AllDifferent: A number of individuals may be stated to be mutually distinct
in one AllDifferent statement. For example, Frank, Deborah, and Jim could
be stated to be mutually distinct using the AllDifferent construct. Unlike the
differentFrom statement above, this would also enforce that Jim and
Deborah are distinct (not just that Frank is distinct from Deborah and Frank
is distinct from Jim). The AllDifferent construct is particularly useful when
there are sets of distinct objects and when modelers are interested in
enforcing the unique names assumption within those sets of objects. It is
used in conjunction with distinctMembers to state that all members of a list
are distinct and pairwise disjoint.
5.4.3 OWL Lite Property Characteristics
There are special identifiers in OWL Lite that are used to provide
information concerning properties and their values.
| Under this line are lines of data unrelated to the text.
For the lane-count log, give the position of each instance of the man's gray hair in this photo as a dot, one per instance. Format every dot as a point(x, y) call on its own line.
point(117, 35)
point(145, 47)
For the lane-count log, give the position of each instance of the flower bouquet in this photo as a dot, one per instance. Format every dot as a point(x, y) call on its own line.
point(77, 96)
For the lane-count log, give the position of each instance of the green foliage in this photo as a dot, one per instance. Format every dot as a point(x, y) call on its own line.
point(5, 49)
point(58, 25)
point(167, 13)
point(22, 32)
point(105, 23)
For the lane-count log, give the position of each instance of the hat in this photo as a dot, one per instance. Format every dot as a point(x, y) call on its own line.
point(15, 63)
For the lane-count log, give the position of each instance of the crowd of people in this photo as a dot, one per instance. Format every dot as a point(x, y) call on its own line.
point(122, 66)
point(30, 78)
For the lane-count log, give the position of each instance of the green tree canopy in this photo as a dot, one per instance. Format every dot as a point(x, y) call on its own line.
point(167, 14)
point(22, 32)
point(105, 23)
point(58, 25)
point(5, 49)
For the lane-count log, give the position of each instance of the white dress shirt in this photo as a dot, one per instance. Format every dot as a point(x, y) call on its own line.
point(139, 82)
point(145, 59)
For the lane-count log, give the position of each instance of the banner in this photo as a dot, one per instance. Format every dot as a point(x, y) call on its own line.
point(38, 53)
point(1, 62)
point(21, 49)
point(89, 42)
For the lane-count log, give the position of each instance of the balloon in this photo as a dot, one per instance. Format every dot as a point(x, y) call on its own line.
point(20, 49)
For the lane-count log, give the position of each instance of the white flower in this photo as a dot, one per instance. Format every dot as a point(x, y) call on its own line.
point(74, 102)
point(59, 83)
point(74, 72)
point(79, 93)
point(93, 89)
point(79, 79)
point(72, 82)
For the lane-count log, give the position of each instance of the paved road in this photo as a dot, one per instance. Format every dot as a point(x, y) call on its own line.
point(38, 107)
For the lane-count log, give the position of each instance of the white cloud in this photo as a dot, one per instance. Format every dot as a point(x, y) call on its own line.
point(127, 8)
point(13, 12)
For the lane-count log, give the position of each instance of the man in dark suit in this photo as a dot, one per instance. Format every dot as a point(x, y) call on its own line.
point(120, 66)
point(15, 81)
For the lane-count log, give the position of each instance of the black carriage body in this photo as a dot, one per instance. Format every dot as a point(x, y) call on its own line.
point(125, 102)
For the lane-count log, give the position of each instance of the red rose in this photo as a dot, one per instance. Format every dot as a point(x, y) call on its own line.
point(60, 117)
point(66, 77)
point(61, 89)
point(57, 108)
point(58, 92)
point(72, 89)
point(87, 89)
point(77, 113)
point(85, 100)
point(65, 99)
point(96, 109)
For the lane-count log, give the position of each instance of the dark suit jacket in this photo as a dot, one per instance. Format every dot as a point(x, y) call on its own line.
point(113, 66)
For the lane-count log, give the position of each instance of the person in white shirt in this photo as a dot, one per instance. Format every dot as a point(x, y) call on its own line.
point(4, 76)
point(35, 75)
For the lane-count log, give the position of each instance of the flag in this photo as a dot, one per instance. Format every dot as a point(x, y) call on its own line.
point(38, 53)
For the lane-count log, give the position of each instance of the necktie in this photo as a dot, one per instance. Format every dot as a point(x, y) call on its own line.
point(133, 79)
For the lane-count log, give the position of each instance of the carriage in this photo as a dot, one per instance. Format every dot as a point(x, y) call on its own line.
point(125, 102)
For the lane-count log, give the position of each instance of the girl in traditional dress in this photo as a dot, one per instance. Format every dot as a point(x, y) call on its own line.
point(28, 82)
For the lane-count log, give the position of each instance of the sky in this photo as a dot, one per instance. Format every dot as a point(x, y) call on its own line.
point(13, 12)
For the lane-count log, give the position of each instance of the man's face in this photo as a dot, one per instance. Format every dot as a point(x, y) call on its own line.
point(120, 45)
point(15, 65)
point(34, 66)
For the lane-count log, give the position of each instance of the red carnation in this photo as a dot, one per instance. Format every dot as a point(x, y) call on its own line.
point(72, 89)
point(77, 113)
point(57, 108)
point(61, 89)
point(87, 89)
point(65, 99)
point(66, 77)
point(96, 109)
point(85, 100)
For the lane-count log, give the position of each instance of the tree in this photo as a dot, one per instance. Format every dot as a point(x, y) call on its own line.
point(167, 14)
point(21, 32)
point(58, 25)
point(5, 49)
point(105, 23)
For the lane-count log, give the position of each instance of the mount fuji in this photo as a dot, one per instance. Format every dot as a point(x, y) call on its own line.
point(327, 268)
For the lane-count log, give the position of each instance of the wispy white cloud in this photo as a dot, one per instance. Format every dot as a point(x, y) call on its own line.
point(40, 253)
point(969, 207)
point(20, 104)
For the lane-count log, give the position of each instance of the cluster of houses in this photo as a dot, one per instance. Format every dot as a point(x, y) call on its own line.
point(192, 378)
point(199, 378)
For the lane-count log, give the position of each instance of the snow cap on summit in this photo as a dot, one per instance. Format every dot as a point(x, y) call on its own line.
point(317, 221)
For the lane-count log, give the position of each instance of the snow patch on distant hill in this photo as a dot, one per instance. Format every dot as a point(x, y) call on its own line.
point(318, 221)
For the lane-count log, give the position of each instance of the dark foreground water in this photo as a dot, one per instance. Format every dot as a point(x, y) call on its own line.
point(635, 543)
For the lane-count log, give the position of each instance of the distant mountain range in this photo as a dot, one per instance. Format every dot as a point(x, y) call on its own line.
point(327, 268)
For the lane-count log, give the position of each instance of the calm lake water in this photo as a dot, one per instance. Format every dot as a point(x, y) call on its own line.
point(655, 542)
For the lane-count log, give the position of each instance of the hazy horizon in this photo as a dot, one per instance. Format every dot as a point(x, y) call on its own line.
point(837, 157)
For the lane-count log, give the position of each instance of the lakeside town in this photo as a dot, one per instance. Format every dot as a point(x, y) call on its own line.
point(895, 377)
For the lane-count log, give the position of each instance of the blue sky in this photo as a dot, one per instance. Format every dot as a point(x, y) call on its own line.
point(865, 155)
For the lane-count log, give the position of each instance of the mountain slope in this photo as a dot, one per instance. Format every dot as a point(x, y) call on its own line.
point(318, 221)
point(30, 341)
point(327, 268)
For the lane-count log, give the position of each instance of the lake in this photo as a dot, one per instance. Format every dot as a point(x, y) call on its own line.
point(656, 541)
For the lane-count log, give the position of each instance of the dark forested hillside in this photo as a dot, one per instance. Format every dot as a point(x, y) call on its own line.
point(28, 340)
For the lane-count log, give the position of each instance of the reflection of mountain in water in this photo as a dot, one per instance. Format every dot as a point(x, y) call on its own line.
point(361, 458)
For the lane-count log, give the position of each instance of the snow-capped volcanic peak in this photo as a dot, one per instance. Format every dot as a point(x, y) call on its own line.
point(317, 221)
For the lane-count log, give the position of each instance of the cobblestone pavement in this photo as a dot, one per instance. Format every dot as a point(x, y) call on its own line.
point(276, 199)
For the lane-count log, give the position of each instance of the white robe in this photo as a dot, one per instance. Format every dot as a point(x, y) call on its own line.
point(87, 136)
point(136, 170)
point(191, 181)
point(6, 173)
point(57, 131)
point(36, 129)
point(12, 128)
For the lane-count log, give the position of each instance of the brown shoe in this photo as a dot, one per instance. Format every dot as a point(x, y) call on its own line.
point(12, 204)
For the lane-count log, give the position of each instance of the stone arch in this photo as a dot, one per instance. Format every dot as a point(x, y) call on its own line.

The distinction between
ObjectProperty and DatatypeProperty is mentioned above in the property
description.
inverseOf: One property may be stated to be the inverse of another
property. If the property P1 is stated to be the inverse of the property P2,
then if X is related to Y by the P2 property, then Y is related to X by the P1
property. For example, if hasChild is the inverse of hasParent and Deborah
hasParent Louise, then a reasoner can deduce that Louise hasChild
Deborah.
TransitiveProperty: Properties may be stated to be transitive. If a property
is transitive, then if the pair (x,y) is an instance of the transitive property P,
and the pair (y,z) is an instance of P, then the pair (x,z) is also an instance
of P. For example, if ancestor is stated to be transitive, and if Sara is an
ancestor of Louise (i.e., (Sara,Louise) is an instance of the property
ancestor) and Louise is an ancestor of Deborah (i.e., (Louise,Deborah) is an
instance of the property ancestor), then a reasoner can deduce that Sara is
an ancestor of Deborah (i.e., (Sara,Deborah) is an instance of the property
ancestor).
OWL Lite (and OWL DL) impose the side condition that transitive
properties (and their superproperties) cannot have a maxCardinality 1
restriction. Without this side-condition, OWL Lite and OWL DL would
become undecidable languages. See the property axiom section of the OWL
Semantics and Abstract Syntax document for more information.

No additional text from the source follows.